Als er sie erblickte, ging er ihr entgegen. »Ah, da sind Sie ja wieder!«

»Ich hätte Sie gern angerufen, hatte Ihre Telefonnummer aber nicht, ich weiß ja nicht einmal, wie Sie heißen.«

»Gabriele.«

»Das ist ja der Name eines Engels.«

»Damit kenne ich mich nicht aus. Ich bin trotz des Wetters zum Strand gekommen, weil ich hoffte, Sie hier zu treffen.«

»Und hier bin ich, bin gestern erst zurückgekehrt.«

»Aus dem Krankenhaus?«

»Nein, aus New York.«

»Ah, haben Sie Ihren Sohn besucht?«

»Ja. Er hatte Kummer, und wir mussten dringend miteinander reden.«

»Und, hat das Reden mit Ihnen etwas genützt, und geht es ihm jetzt besser?«

»Ja.

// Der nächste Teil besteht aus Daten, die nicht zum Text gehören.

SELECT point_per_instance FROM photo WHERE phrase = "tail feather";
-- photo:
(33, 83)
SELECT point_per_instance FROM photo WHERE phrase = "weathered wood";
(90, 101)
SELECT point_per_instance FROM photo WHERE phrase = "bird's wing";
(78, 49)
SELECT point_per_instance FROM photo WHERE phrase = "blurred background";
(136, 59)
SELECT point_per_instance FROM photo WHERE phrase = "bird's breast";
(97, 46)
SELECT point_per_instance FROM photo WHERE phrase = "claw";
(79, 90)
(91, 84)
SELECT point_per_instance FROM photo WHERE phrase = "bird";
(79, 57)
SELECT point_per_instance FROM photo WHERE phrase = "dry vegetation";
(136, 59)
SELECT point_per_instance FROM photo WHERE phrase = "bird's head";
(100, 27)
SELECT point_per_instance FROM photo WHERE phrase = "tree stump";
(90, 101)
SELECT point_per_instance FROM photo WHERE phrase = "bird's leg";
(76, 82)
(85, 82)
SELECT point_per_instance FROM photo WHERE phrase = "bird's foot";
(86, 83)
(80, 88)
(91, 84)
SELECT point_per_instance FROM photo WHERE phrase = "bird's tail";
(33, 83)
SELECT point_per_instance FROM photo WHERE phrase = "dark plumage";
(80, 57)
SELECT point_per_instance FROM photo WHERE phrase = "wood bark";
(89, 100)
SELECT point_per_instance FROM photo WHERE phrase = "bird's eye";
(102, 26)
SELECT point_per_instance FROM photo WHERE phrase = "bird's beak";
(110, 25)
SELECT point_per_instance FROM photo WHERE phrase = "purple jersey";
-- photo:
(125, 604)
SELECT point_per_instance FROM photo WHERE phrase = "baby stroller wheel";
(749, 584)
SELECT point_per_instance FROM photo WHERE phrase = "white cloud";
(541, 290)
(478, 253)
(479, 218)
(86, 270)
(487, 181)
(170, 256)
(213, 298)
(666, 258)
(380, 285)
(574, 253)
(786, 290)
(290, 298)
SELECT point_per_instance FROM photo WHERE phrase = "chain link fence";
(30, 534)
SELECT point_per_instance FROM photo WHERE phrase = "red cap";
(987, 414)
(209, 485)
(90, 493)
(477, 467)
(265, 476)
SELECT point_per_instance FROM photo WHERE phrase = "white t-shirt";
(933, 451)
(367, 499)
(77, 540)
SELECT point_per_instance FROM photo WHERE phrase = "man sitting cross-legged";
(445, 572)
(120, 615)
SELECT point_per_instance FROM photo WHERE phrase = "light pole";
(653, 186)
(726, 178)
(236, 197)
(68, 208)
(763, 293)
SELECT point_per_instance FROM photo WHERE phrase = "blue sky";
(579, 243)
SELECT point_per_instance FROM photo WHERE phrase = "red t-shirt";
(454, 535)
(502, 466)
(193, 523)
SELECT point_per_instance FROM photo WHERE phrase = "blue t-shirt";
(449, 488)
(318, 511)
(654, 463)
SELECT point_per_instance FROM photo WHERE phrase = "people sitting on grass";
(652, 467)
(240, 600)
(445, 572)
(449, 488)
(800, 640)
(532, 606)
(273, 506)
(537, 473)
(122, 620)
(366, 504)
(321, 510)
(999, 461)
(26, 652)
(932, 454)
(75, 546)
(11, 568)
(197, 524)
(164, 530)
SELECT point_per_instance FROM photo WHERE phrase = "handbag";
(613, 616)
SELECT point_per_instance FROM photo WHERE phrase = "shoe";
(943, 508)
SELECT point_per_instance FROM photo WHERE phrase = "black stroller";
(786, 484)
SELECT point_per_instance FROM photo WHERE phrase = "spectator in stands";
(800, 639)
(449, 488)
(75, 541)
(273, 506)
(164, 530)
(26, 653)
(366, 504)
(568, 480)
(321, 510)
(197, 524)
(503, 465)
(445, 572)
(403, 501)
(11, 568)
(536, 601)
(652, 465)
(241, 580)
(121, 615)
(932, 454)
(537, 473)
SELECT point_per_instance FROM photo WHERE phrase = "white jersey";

Ja, es geht ihm besser.«

»Und darf ich fragen, was für ein Kummer es war?«

»Wegen einer Frau.«

»Ach so, also nichts Schlimmes. Dann waren Sie in New York, soso. Ich war noch nie dort.« Er eilte ihr voraus, am Wasser entlang. »Und, hat es Ihnen gefallen?«

»Sehr.« Sie hatte Mühe, bei seinem Tempo mitzuhalten, und musste fast schreien, um das Rauschen der Brandung zu übertönen. »Eine Stadt, die die Zukunft bereits hinter sich hat und wo die Wolkenkratzer alt sind. Sie kam mir recht merkwürdig vor.«

»Sie sind wohl keine großen Städte gewöhnt, nicht wahr?«

»Es hat nichts damit zu tun, dass es eine Großstadt ist. Ich versuche es Ihnen zu erklären. Einmal habe ich auf der Straße eine Dame gesehen, die auf den ersten Blick klassisch elegant wirkte, mit Perlenkette und Perlenohrringen, Schuhen und einer Handtasche von Chanel. Sie trug eine bis oben zugeknöpfte Bluse und ein Kostüm, nur dass vom Kostüm etwas fehlte, nämlich der Rock. Oder Menschen, die mit aufgespannten Schirmen durch die Straßen gingen, nachts und ohne Regen, wieder andere haben an einer Ampel Gymnastikübungen gemacht. Einmal habe ich eine Gruppe Menschen in Abendkleidung aus einer Limousine steigen sehen, die Frauen in paillettenbesetzten Kleidern und die Männer mit Krawatten. Und wer stieg als Letzter aus? Ein Mann, der wie ein Bergsteiger angezogen war. Wieso war er mit dieser Abendgesellschaft zusammen, und was sucht ein Bergsteiger oder jemand, der wie ein Bergsteiger angezogen ist, in New York? Gregorio hat mir erzählt, dass an Ostern ganz vornehme Leute mit Hüten voller Eiern, Hühnern und Küken durch die Straßen ziehen, als wäre es das Natürlichste auf der Welt, und an Weihnachten in Mützen mit blinkenden Lichtern.«

»Ob ich von Ihnen auch noch etwas Normales über New York erfahren werde?«

Endlich hielt er inne und sah sie amüsiert an. Dann legte er ihr einen Arm um die Schultern, nahm ihn sogleich wieder herunter, passte jetzt aber seinen Schritt ihrem langsameren Gang an und rannte nicht mehr voraus wie zuvor.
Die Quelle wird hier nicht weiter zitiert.